There are many mitigating circumstances that can lead to an overdraft even when the economy is not in a pandemic-induced recession and unemployment is not widespread. At the onset of the Covid-19 crisis, lawmakers urged banks to stop charging overdraft fees due to the financial stress that characterized 2020. No laws were passed, but billions less in overdraft fees. overdrafts were collected quarterly, even without a ban. Banks seem to survive without this money and may be particularly willing to waive overdraft fees when times are tight.

So, the first step to getting out of an overdraft fee is to invoke extenuating circumstances. Call your bank’s customer service department and describe the situation that brought you to this sad point. It could be a deferred deposit, a charge that landed earlier than expected, or the automatic payment of a credit card balance that turned out to be bigger than you thought.

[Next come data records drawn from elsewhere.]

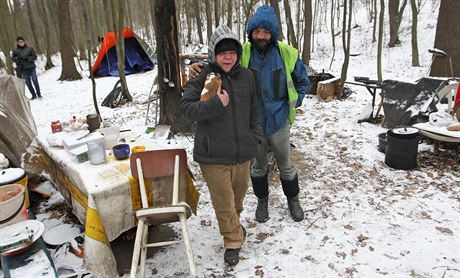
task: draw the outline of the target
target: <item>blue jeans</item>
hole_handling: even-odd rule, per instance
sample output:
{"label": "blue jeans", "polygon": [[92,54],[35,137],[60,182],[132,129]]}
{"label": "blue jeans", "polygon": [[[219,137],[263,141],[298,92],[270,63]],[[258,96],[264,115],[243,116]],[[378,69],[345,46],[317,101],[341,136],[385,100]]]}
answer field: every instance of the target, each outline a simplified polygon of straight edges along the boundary
{"label": "blue jeans", "polygon": [[266,137],[264,142],[259,145],[256,158],[251,167],[252,177],[262,177],[267,173],[268,151],[271,150],[275,155],[276,164],[283,180],[293,180],[297,174],[291,161],[291,142],[290,142],[289,122],[273,135]]}
{"label": "blue jeans", "polygon": [[[29,91],[32,94],[32,98],[41,96],[40,86],[38,85],[37,71],[35,70],[35,68],[23,69],[22,78],[25,79],[27,88],[29,88]],[[34,83],[35,90],[34,87],[32,87],[32,83]]]}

Emphasizing that you are a loyal customer who doesn’t do so often is also a good idea.

If the customer service representative claims they don’t have the authority to waive the charge, ask to speak to a supervisor or other decision-maker.

If you are calm, reasonable and persistent, you have a good chance of being exempt from the fees. Often it is enough to ask. What if, in the end, they didn’t waive the fees? You may want to consider change bank. Banks publish their overdraft fee policies and procedures, and you can probably find one that looks nicer.

If you think you’ve been treated badly, consider complaining to regulators. the Federal Deposit Insurance Corporation (FDIC), a government agency that protects consumers’ bank deposits from loss, has a hotline — 1-877-ASK-FDIC — that you can call to find out how to contact your bank’s federal regulator.

Techniques to avoid overdrafts

There are many ways to avoid or limit overdraft fees. You may be able to link a savings account to your checking account so that the bank or credit union will withdraw funds from the savings account if the checking account goes to zero. Many banks offer overdraft protection which works like a line of credit, so you take out a small loan to cover overdraft amounts. You may be able to connect your checking account to a credit card to achieve a similar effect.

You can also carefully monitor your account to avoid being overdrawn. It’s easier with the almost universal ability to check balances and transactions online from a smartphone. But remember that you can always miscalculate because you don’t know when the charges will arrive at your bank.

Banks don’t have to alert you if you are overdrawn and accumulate charges.

However, if you carefully monitor your balance, you may be able to make a security deposit, putting more money in the account to prevent it from going overdrawn. You will have to do this on the day of the overdraft. However, bank policies may vary in this regard. Ask your bank what they are doing.

Another strategy is to keep more money in the account so that an overdraft is unlikely. This flies in the face of many personal finance tips that say excess funds should earn interest instead of avoiding fees. At current savings account interest rates, you won’t earn much interest anyway, so you might not want to leave an excessive amount. money in your checking account.

Someday, in the not-so-distant future, it is reasonable to hope that the Covid-19 pandemic will be a thing of the past. Not so overdraft fees. After nearly three centuries, it has resisted all eradication efforts. However, if you do end up with a case of it, the remedy is often refreshingly simple – just ask.